Composting Process and Aeration

The heart of composting lies in the role of microorganisms indigenous to manure. Through proper management, these microorganisms are nurtured to perform the decomposing process. Piles of manure are formed, with the carbon-to-nitrogen (C/N) ratio ideally maintained at 30-to-1. Adequate hydration is crucial, with around 50% of the pore space requiring water. The pile should be kept aerobic, ensuring the presence of oxygen (Rynk et al., 1992).

The formation of windrows serves as a common approach to composting. These windrows' dimensions are influenced by pad length and turning equipment size. The internal temperature of the pile should surpass 120 degrees F after a day or two (Figures 3 and 6).

Maintaining an appropriate C/N ratio, ideally ranging from 20-to-1 to 40-to-1, is pivotal. This ratio is necessary due to approximately 50% of metabolized carbon being released as carbon dioxide. It prevents nitrogen loss and ammonia volatilization while fostering microbial activity (Miller, 1996). Monitoring moisture levels is crucial, with the "wet rag test" being a handy technique. If the compost feels akin to a wrung-out wet rag, moisture levels are adequate (Rynk et al., 1992).

Adequate aeration is achieved through regular turning of the windrow. Oxygen is incorporated, promoting microorganism activity and improving the pile's homogeneity. Several methods can be employed to turn the pile, including windrow turners or bucket tractors. Turners mix the compost using an auger, rotary drum, or elevating conveyor. Turning intervals depend on the composting stage, with greenhouse gas emissions minimized by strategic turning (Michel, 2009).
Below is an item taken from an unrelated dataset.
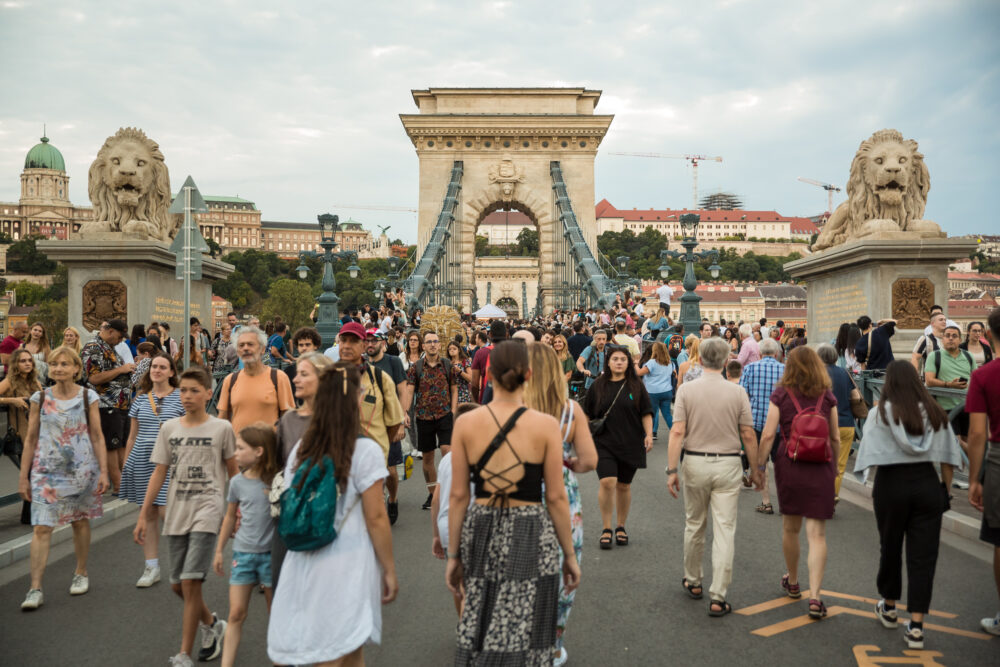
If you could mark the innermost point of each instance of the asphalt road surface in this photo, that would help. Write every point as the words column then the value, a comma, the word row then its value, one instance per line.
column 630, row 609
Assessing Compost Maturity and Nutrient Management

Determining compost maturity is vital before application. Various testing methods exist, including laboratory analysis and colormetric kits measuring carbon dioxide and ammonia emissions. Nutrient management is key, with compost serving as both a soil enhancer and a source of fertilizer for crop production. Given the variance between compost nutrient availability and that of commercial fertilizers, careful assessment and supplementation are essential.

Applying compost calls for calibration, ensuring accurate nutrient distribution and minimizing pollution risks. The incorporation of compost into nutrient management strategies necessitates a thorough understanding of compost's properties, nutrient content, and compatibility with crop requirements.